August 08, 2008

Memjet printers officially delayed until 2009

Memjet technology, radically faster 360 page per minute printers, have been delayed until 2009.

Silverbrook's technology (which will be commercialized under the business name Memjet) was supposed to be released in early 2008, according to what company executives told me then. Now, a company spokeswoman says that the "A4/letter printhead and related components" will be shipped to OEMs by the end of this year, with products slated for sometime in 2009. This is consistent with "early timetables," according to the spokeswoman.

Memjet isn't going to manufacture the printers themselves. Instead, they're going to sell the components to OEMs, who can put their own stamp on the technology.

Delays associated with new technology are nothing new. Still, in 2007, Memjet officials promised: a photo printer, which the company hoped to sell for less than $150 by the end of the year or early 2008; the 8.5-inch x 11-inch (A4) color inkjet, due to arrive at the end of 2008 for under $200; a label printer; and a large-format photo printer, expected to cost about $5,000, and capable of printing poster-sized prints at rapid speed.

The Memjet technology uses a series of individual MEMS-based inkjet nozzles, fabricated using conventional semiconductor manufacturing techniques. Each chip measures 20 millimeters across and contains 6,400 nozzles, with five color channels, the company said. A separate driver chip calculates 900 million picoliter-sized drops per second. For a standard A4 letter printer, the result is a total of 70,400 nozzles.

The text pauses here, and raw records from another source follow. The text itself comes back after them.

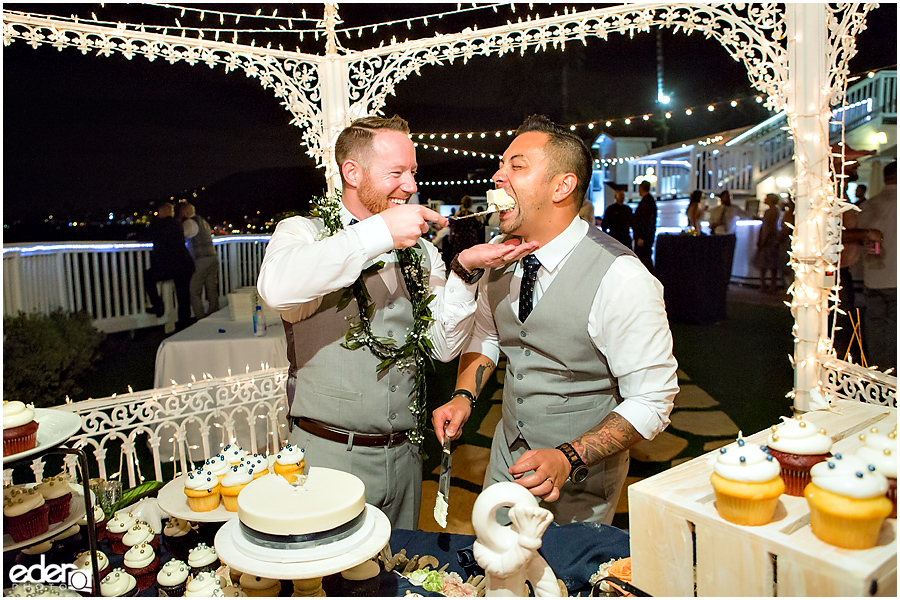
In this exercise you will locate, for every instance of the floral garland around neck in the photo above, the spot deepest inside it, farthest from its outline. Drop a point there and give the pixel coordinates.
(416, 352)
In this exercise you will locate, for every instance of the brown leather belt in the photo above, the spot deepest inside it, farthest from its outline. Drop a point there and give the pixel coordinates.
(342, 436)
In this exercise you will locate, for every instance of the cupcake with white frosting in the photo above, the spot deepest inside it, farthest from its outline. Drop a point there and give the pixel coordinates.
(217, 465)
(880, 450)
(203, 585)
(233, 454)
(25, 515)
(747, 483)
(58, 494)
(203, 559)
(118, 583)
(116, 529)
(289, 462)
(847, 502)
(142, 563)
(179, 536)
(797, 446)
(19, 427)
(232, 484)
(85, 562)
(172, 578)
(202, 490)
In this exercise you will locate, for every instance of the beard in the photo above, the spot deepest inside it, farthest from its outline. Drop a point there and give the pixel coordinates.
(373, 200)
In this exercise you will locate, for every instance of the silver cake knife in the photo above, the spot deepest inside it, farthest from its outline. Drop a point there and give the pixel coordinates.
(440, 503)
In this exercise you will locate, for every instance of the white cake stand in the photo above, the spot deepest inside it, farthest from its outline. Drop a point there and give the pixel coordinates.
(378, 533)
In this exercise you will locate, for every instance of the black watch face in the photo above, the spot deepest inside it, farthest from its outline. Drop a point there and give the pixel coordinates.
(579, 474)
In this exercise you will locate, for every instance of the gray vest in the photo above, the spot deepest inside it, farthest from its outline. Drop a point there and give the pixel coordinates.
(557, 384)
(343, 387)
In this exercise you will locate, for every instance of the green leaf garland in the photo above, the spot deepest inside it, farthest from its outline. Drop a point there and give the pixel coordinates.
(415, 353)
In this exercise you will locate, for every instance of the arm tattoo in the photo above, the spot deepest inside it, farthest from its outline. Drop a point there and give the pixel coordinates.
(613, 434)
(480, 376)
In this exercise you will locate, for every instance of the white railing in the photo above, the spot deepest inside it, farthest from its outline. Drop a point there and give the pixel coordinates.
(106, 279)
(159, 434)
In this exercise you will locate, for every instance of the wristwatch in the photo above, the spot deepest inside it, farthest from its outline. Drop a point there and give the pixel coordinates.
(468, 277)
(579, 469)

This site covered the memjet printer last year on several occasions.

Memjet printers were one of the developments to watch for 2008.


GoatGuy said...

Thanks for the write up!

I would like to point out that at least from a graphics-community interest point of view, all those wonderful numbers need to be converted into units that 'span the pond':

6400 nozzles, 5 colors. That would be 1280 "pixels". In 20 mm then becomes 64 pixels per millimeter, or 640 dots-per-centimeter. In inches it would be about 1,600 dots-per-inch of full color resolution.

One presumes that as many 'dots' could be generated horizontally as vertically (at least for high quality, high saturation output!)

So let's see. 640 dots/cm squared ... times 22.5 cm width times 27.5 cm length (A4 paper) equals 261,000,000 dots per full page.

Now if 360 pages per minute is the realizable goal, then that's 6 pages per second. Let's give a 10% 'inter-page gap'.

260,000,000 * 1.1 * 6 (* 5 nozzles) = 8.6 gigadrops per sec.

The little driver chip is good for 0.9 gigadrops? OK, then 9 of them or so would be required to drive the 'video' for all those drops to be deposited at that rate.

Each individual piezo nozzle would have to generate 6 (pg/sec) * 27.5 (cm) * 1.1 (interpage) * 640 (px/cm) or 116,000 drops per second.

I wonder if that is realistic. Just sounds kind of high to me. Maybe the deposition needs a 'full drop' relaxation period between drops. I certainly recall most inkjet printers have more horizontal resolution than vertical though: which either implies that the printheads are being slewed more slowly than the droprate to deposit more picoliters per square (whatever)... or something like that.

On the other hand, my Ep**n C90 printer manages to slew its print-head back and forth at well over the critical (6 x 27.5) = 175 cm/sec. It deposits a good amount of ink too ... supposedly at over 1,000 drops-per-cm.

THEREFORE, I conclude that the claims for performance for this technology are supported by 'stretching present performance devices' with high confidence. 6 pages per second, 1600 dots per inch resolution, 5 color printing, 8.6 gigadrop video rates, 9 or 10 driver chips per A4 width ... all checks out.

I'd sure like to see one of these in action!

The huge market of course isn't really the mid-market, but would be as an enabling technology for the burgeoning "digital printhouse" world. Being able to print Elephant stock or A0 (85 x 120 cm) at over 2 sheets per second, in full CMYKk resolution without plates, laser xerography, or other semi-parallel approaches would be quite a boon. Especially appealing for printing low-run custom softcover books with all sheets interleaved on an individual page basis. Maybe some of our printing professionals can enlighten what opportunities would arise in being able to print an unlimited stream of individually different sheets at full rate and resolution viz a vis book and other bound material pritning?